Build a Simple Search System
In 2020 Sep. I implemented a simple search system from scrach. The repo is at Here. The result is something like this:
Of course, there is a story behind..
In 2020 Aug, I got interview opportunity of Apple Machine learning Engineer. Interestingly, the first interview is conducted with how to design a search system. As an algorithm developer or data scientist, I spend most of my time on applying/customizing algorithms and learning the domain knowledges. Developing simple systems is still ok to me. But a search system? Never done it before. Absolutely unexpected and of course, it went south.
The failure motivates me to implement a simple search system from scratch. The following are the summary of what I learned and implemented.
1. Project Introduction
A simple search system that mostly written in python. Usually, a search/recommend system is composed by several key components (1) Web Crawler (2) Indexing (3) Recall model/mechanism (4) Rank model (5) Query Web-Interface.
1.1 Web Crawler
-
Using selenium and beautifulsoup4 to fetch the data from https://stackoverflow.com that mostly related to database. In addition, currently only crawling the title as document for storage concerns. This reop use sqlite3 as forward-database for simplicity.
1.2 Indexing
-
Using nltk and gensim to do the text normalization, stemming, lemmatization and doc2vec.
-
Using a customized object as inverted (index) database. For real applications, we can chose leveldb, dynamodb or rockdb. The customized object is basically a k-value object with the optimization that applies tire-tree on inverted index.
index (key word) Value sql [ (doc_id, term_frequency), …] database [ (doc_id, term_frequency), …] -
There are many advanced efficient index way, and for vector-database the indexing method often consisted of clustering and quantization methods.
1.3 Recall Model / Mechanism
- Here using traditional bool-query. It could be further enhance with term-frequency or even a model to recall the candidates.

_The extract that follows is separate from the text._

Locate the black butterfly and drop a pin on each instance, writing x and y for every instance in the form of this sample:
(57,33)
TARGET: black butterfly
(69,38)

1.4 Ranking Model / Mechanism
-
Here using Doc2Vec from gensim. The pretrained weight is from https://github.com/jhlau/doc2vec.
-
The idea is to recommend the item base on vector similarity after recall-model.
1.5 Query Interface
-
Using Flask and Jinja template with bootstrap UI framework.
2. Usage Flow
- install the requirement packages
- install chrome driver for selenium in data/web_driver
- It should align with the config.py
- python run_web_crawler.py
- It would create a forward database and storing blob in local machine.
- python run_model_indexer.py
- It would run text normalization and then build the inverted-index object.
- python run_query_interface.py
- It would run a flask server on localhost:5000.
- Config File
- forward_database = r‘data/sqldb/example.db’
- inverted_database = r‘data/sqldb/inverted_key_word_db.pkl’
- Doc2Vector300D_model_weight = r“data/model/doc2vec.bin”
3. Result Comparison
Current result just using traditional bool query, and not counting lots features like voting, user persona, content of question, and content of reply answers.
This Repo | Original Website |
---|---|
![]() |
![]() |
4. Further Improvement
- There are lots of things we could improve on and play with:
- Model-based recall mechanism: Personally, I also build the vectors database of title-text, however not index it yet for fast-read. There are some ways to index the dense-vector database via some clustering or quantization methods. I would like to try some of them after more understanding of them. Also, I am not sure how much improvement would it bring to the overall performance.
- Stronger Ranking model: There are many rooms to improve the ranking model, like taking extra-features into the model or using a better model.
- Distributed Storage: we definitely can shading the database, both on forward-database and inverted database.
- Crawling for more content: Due to storage limitations, I treat the title of the document as entire document. However, we could also crawling and parsing content as well.
- Advanced Indexing method: if the data is large, we may need to do some compression on index. In addition, for dense vector-based search/recommend system, we may need to using clustering/product quantization plus multi-index method to index the database. There are several famous method like Non-Orthogonal Inverted Multi-Index or IVFADC.